Dad could smoke an entire cigarette without removing it. while he worked. When he did, he held it with a kind of cool grace between his fingers, his long fingers and huge hands were always tanned and manicured. They could dig potatoes and gut fish, skin rabbits and also arrange flowers, prepare beautiful french cuisine and draw detailed pen and ink drawings of trees. He stood with a cigarette hanging from the left side of his mouth, a gentleman and a rogue, a walking contradiction of a man drowning his sorrows in the garden, raising food for his family.


“DAD!!!!!!" I shouted, "There are men here to see you.” He turned from his tomatoes to turn down the radio.


"What men," he sighed, disturbed in his peace and place.


“With guns, I said with wide eyes. "Hunting I think? ” I followed him loyally back to the yard like a pup. These young men had come to our house to tell my father that gypsies were living in the small wood down the fields. With some coolness and little eye contact, they recounted their happening upon a camp, and reported their whereabouts.


“It wasn’t long since they left, I’d say," said the taller and fairer of the two, “Made quite the shelter for themselves, looks like they been there a while like.” They suggested that my dad should go down there to clear them out so they didn’t get any ideas about staying put. They would do it if he wanted them too. I could see they wanted to.

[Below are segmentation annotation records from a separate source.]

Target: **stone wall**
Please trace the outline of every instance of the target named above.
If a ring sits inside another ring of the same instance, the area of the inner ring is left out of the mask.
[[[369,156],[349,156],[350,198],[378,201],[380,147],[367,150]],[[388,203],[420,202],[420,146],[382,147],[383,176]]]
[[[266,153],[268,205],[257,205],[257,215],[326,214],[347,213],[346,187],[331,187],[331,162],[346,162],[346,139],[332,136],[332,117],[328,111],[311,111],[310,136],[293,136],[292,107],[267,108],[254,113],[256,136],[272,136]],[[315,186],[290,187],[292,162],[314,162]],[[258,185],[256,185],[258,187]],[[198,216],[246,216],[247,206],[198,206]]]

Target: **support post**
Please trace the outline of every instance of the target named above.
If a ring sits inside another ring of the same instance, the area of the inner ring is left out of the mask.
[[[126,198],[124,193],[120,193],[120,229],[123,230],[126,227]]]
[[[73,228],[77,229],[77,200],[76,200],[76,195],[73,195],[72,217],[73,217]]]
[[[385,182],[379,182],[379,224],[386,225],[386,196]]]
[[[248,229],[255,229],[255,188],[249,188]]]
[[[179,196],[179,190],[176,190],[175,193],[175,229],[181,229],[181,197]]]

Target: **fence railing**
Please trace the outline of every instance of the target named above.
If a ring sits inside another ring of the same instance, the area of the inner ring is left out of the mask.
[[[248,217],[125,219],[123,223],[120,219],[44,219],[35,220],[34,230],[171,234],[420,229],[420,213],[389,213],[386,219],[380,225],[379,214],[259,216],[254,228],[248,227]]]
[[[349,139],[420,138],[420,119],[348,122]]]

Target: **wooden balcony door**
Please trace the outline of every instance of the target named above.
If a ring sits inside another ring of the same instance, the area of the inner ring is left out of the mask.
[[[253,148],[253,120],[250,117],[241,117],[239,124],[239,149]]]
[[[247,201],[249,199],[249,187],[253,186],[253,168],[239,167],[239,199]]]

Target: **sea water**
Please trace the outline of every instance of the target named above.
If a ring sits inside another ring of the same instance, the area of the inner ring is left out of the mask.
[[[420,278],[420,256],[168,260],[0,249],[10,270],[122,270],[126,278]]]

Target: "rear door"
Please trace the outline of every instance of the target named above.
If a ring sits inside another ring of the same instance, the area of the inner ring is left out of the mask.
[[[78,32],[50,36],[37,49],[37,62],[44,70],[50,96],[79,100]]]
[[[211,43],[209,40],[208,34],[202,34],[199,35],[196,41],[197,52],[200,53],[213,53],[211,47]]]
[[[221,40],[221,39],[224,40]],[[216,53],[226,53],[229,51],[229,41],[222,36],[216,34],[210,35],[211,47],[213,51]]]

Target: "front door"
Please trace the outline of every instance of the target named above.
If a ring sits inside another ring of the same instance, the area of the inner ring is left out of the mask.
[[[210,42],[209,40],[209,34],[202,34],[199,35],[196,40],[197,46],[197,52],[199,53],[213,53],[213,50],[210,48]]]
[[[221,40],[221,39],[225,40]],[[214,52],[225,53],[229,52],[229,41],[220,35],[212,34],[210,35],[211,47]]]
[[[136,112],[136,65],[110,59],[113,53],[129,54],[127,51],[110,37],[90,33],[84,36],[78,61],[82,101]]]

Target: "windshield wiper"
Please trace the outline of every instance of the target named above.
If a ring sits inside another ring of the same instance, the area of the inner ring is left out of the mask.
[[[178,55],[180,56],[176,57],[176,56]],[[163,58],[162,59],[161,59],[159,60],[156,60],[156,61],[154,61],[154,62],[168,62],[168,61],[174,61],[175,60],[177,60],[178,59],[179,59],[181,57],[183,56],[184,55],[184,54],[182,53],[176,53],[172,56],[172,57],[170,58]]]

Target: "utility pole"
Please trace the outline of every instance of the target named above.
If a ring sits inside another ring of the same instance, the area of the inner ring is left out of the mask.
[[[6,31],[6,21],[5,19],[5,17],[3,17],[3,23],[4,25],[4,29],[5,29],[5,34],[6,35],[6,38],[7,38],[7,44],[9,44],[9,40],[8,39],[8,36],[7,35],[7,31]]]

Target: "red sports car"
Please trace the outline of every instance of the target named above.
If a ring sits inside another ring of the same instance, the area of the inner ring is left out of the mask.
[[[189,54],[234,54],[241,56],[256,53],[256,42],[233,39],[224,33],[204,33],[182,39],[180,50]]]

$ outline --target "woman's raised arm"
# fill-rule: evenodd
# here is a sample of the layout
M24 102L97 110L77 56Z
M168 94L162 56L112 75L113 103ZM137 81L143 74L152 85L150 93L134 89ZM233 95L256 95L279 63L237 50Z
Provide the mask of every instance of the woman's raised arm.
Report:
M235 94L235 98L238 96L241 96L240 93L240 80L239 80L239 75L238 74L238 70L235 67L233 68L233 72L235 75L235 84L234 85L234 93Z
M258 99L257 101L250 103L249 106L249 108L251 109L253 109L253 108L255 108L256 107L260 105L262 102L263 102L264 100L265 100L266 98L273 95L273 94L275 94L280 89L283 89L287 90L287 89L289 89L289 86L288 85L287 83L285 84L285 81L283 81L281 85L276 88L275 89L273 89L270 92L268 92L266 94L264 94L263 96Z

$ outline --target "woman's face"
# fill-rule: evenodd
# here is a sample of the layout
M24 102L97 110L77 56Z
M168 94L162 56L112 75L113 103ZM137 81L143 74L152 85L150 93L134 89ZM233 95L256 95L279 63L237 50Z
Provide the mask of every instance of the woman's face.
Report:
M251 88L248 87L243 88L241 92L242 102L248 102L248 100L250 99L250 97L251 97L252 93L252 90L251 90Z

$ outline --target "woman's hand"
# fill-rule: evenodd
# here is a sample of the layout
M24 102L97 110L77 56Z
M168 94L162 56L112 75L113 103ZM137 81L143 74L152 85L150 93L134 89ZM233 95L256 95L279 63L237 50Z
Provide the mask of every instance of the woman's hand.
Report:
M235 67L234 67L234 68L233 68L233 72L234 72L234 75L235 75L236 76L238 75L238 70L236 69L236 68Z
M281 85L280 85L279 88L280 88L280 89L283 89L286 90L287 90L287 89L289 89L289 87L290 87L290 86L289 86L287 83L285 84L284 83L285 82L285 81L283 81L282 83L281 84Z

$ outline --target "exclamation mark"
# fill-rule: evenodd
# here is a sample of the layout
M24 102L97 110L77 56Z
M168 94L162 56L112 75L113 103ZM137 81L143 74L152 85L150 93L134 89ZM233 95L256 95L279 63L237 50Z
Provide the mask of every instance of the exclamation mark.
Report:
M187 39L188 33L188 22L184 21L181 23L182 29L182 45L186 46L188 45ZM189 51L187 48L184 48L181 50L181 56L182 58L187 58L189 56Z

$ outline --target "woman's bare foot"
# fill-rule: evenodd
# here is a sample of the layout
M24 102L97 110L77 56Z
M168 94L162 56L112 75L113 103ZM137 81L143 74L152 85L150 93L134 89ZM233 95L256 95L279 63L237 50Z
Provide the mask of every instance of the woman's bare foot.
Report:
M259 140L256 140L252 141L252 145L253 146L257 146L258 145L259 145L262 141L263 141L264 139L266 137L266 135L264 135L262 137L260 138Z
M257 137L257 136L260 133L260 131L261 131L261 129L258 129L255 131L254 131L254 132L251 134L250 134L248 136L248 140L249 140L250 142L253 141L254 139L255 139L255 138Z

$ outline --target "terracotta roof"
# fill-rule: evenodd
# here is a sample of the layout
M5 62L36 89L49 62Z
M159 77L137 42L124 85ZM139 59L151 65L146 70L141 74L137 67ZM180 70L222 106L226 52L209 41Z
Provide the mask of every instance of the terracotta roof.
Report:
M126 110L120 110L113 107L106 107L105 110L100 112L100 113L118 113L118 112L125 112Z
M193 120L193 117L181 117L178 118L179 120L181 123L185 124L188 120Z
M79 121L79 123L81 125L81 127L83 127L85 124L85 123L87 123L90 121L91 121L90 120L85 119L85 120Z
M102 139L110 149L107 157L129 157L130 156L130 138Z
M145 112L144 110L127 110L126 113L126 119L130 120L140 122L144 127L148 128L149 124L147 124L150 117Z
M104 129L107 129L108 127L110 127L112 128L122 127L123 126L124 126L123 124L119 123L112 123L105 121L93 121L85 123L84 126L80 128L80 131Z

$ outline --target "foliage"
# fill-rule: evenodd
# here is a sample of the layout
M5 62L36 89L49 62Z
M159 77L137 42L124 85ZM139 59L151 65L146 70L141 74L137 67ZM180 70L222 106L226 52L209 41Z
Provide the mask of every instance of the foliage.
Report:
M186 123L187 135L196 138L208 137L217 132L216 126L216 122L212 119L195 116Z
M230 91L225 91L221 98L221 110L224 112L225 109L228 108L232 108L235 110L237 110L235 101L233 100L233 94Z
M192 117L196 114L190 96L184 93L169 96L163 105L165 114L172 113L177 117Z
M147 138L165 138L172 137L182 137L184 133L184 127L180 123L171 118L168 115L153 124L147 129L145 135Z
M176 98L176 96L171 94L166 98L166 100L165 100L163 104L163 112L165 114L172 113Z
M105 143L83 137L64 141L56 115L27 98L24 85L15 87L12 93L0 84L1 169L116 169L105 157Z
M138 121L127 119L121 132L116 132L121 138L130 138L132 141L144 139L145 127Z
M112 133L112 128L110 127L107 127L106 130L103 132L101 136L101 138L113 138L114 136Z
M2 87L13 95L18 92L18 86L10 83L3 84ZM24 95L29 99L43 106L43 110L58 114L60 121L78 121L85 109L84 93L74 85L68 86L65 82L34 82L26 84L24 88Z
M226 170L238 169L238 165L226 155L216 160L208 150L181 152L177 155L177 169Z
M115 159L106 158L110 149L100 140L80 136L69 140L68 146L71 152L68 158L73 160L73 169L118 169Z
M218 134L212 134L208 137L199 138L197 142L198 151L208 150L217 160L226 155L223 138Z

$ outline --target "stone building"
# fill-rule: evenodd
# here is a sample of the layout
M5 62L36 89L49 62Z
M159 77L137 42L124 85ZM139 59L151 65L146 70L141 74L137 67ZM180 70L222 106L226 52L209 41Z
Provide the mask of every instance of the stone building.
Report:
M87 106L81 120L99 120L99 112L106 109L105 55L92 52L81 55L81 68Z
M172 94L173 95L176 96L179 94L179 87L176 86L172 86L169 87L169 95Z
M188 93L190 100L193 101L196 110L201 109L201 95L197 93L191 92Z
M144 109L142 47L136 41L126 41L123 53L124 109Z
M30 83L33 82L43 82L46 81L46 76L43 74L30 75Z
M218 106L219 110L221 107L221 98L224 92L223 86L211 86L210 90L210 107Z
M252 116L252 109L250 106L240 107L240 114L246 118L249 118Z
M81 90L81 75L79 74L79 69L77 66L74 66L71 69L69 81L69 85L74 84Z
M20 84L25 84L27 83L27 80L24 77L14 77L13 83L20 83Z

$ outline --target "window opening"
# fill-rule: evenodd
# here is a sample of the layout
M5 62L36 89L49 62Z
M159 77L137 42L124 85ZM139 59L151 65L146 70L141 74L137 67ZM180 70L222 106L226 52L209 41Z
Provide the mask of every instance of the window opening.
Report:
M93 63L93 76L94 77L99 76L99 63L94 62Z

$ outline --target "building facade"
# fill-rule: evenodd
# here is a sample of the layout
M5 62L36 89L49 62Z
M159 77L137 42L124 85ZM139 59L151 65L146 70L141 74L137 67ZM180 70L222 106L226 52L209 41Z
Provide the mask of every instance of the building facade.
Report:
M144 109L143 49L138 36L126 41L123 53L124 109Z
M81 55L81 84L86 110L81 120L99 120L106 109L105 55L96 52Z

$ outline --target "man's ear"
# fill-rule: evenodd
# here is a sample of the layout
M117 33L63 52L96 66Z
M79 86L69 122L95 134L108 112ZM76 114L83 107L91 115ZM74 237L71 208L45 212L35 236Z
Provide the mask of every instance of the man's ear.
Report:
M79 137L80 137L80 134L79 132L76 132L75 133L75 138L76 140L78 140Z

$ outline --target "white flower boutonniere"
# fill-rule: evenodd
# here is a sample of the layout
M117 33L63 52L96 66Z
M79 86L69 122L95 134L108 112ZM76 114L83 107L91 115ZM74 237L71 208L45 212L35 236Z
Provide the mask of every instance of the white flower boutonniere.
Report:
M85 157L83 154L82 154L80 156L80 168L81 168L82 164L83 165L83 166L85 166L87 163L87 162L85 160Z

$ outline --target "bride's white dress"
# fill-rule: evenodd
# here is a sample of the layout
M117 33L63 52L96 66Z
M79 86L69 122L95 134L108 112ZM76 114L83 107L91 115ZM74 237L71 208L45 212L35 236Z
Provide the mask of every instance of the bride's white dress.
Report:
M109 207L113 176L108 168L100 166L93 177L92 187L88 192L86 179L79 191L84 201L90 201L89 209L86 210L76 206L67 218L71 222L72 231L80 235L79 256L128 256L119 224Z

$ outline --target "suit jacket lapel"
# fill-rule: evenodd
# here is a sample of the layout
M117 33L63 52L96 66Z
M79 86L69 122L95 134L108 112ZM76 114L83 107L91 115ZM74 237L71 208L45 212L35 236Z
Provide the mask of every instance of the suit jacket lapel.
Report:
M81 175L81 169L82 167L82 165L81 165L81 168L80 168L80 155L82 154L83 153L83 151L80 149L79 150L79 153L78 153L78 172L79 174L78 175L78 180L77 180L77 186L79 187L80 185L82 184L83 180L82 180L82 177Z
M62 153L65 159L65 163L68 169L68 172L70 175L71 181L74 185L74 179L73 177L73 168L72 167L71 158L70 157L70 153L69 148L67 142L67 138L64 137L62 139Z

Dad wouldn’t be told what to do. What will he say, I wondered. I overheard them mention the foxes as I slipped back by them down the hall, silently returning to potato peeling. My Granny was now finishing up her pot and rinsing them out under the tap. I had one ear cocked to hear the rest of their story but only caught snippets over the sounds of rinsing spuds tumbling into the metal sink. I gathered though they were describing in detail our den, I knew it. What would he say when he realized it was us? Did he already know? There was little he didn’t know. I had followed him one day after he had refused my company to track a fox that was eating our chickens. I had waited a while, till his tall figure had become a blur on the horizon of the fields, I carried along following his immense footprints in the mud. Not long after, I found him behind me, tracking me, tracking him, tracking fox. He sent me on my way. Awed and disappointed in equal measure, I saw it was no good and gave in, turned for home. I ached to join him. Would he go down to check? He would never fit under the hedge, would he? I said nothing then about the den. Somewhere though inside the young body of mine -- in my gut, I think -- a small ember was blown upon by this encounter. A small spark of pride was now aglow, that our work was being mistaken for the real deal. This was tantamount to admiration in my child’s mind. They were admiring our work by mistaking it for gypsies. I could build a real shelter. It was all the encouragement I needed. That Autumn indeed brought her great fall again. I couldn’t build the den in the same place, as it was now known. This was a sad thing for sure. For the woods held magic in their quietude and wildness. I knew I would need an entirely new position. I finally decided upon a spot on commonage, close to home but less likely to be discovered. It was marshy there, and would surely be a bother for grownups to walk to, they would sink up to their knees. I skipped across it, barely grazing the upper layers of squelch, taking delight in my spritely sprint. My newly minted den was not quite completed come end of summer and school return. I sat on the rattletrap bus early in the morning looking out towards the commonage and my secret place. I recited: "A bird in the hand is worth two in the bush," still trying to understand what that meant.